BP will reveal how far collapsing oil prices have eaten into its profits and investment plans when it posts its annual results next Tuesday.
The City expects the oil major to report full year underlying replacement cost profits down by more than a quarter to $9.9 billion (£6.5 billion) compared to a year ago, following oil prices that have fallen by more than half since last summer.
BP in common with most of the industry has been cutting costs to weather the new low price environment of around $50 a barrel.
The firm, which employs 15,000 people in the UK, said earlier this month it would cut 300 jobs in the North Sea following a review of its operations.
And last month BP warned that plans to streamline its business will cost it one billion US dollars (£638 million) over the next year.
The restructuring bill reflects the need to slim down its operations following 43 billion US dollars (£27.5 billion) worth of divestments since the Gulf of Mexico disaster in 2010.
It is still fighting clean-up litigation as a result of the disaster that has so far cost it around 40 billion US dollars (£26.5 billion). Its share price is a third below what it was at the time of the Deepwater Horizon oil spill in April 2010.
Earlier this week rival Royal Dutch Shell said it would cut 15 billion US dollars (£9.9 billion) from its spending plans over the next three years as it responds to sliding oil prices.
The Anglo-Dutch firm added earlier this month it would abandon a 6.5 billion US dollars (£4.3 billion) plan to build one of the world’s biggest petrochemical plants in Qatar with rival Qatar Petroleum.
Brokers also have concerns over BP’s Russian profits in light of the fall of the rouble after Western sanctions on the Kremlin since the Ukraine crisis.

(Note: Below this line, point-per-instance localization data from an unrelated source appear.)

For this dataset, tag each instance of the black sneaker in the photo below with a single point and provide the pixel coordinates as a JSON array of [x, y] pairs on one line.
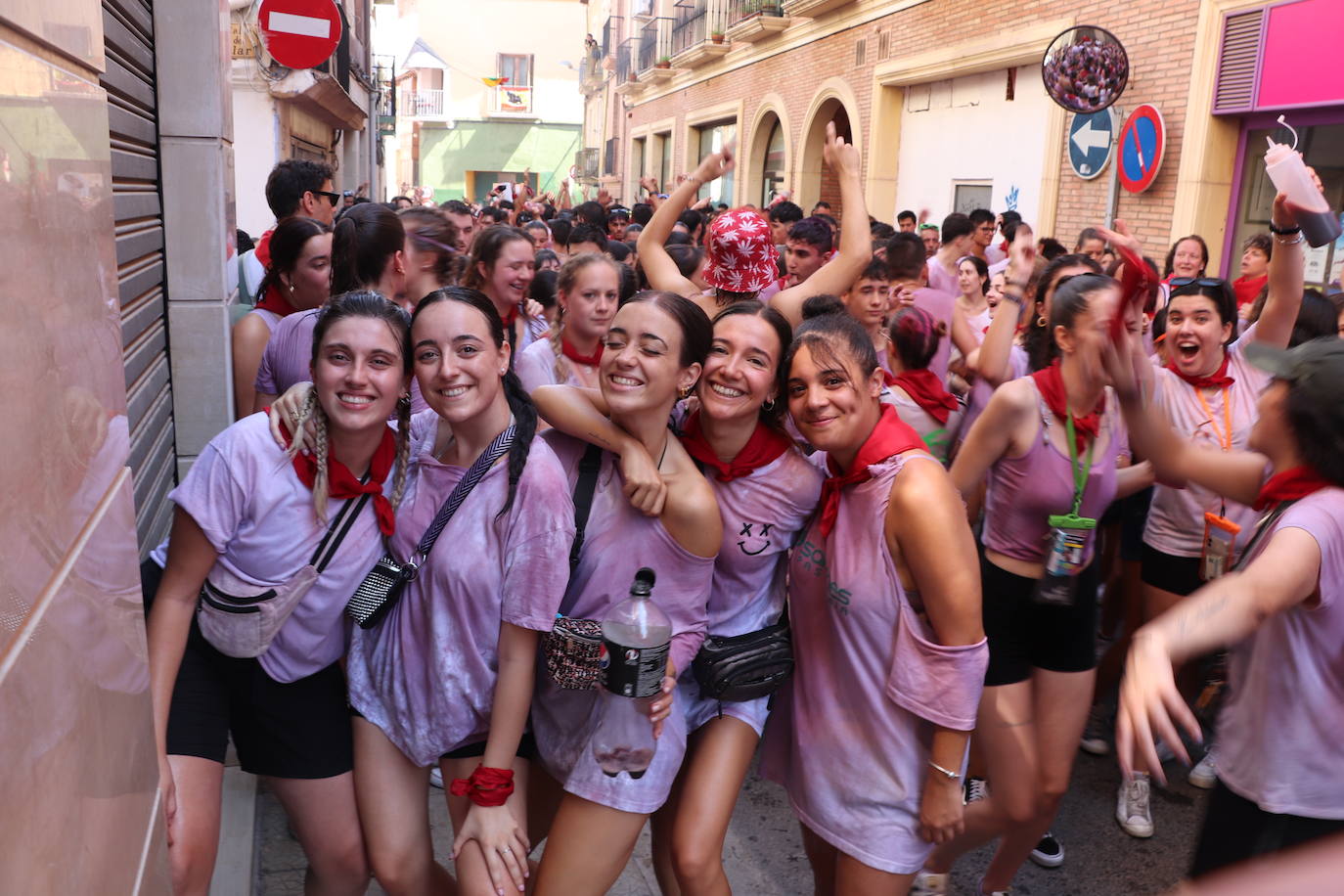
[[1049, 852]]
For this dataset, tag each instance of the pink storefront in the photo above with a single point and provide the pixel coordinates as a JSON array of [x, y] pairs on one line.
[[1283, 60]]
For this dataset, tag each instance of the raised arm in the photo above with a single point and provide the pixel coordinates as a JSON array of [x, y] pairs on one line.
[[658, 267], [1285, 281], [992, 363], [1286, 572], [837, 274]]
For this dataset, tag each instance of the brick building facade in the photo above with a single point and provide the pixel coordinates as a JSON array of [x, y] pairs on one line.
[[887, 68]]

BP holds just under a 20% stake in Russian oil firm Rosneft, which it acquired when the company sold its half of the TNK-BP joint venture to the Russian company in 2013.
CMC Markets chief market analyst Michael Hewson said: “The slide in the rouble as a result of the sanctions, as well as the oil price could well equate to a particularly sharp drop in its revenues for the fourth quarter, and has raised some concerns in some quarters about the sustainability of the company’s dividend, which currently yields just over 5%.”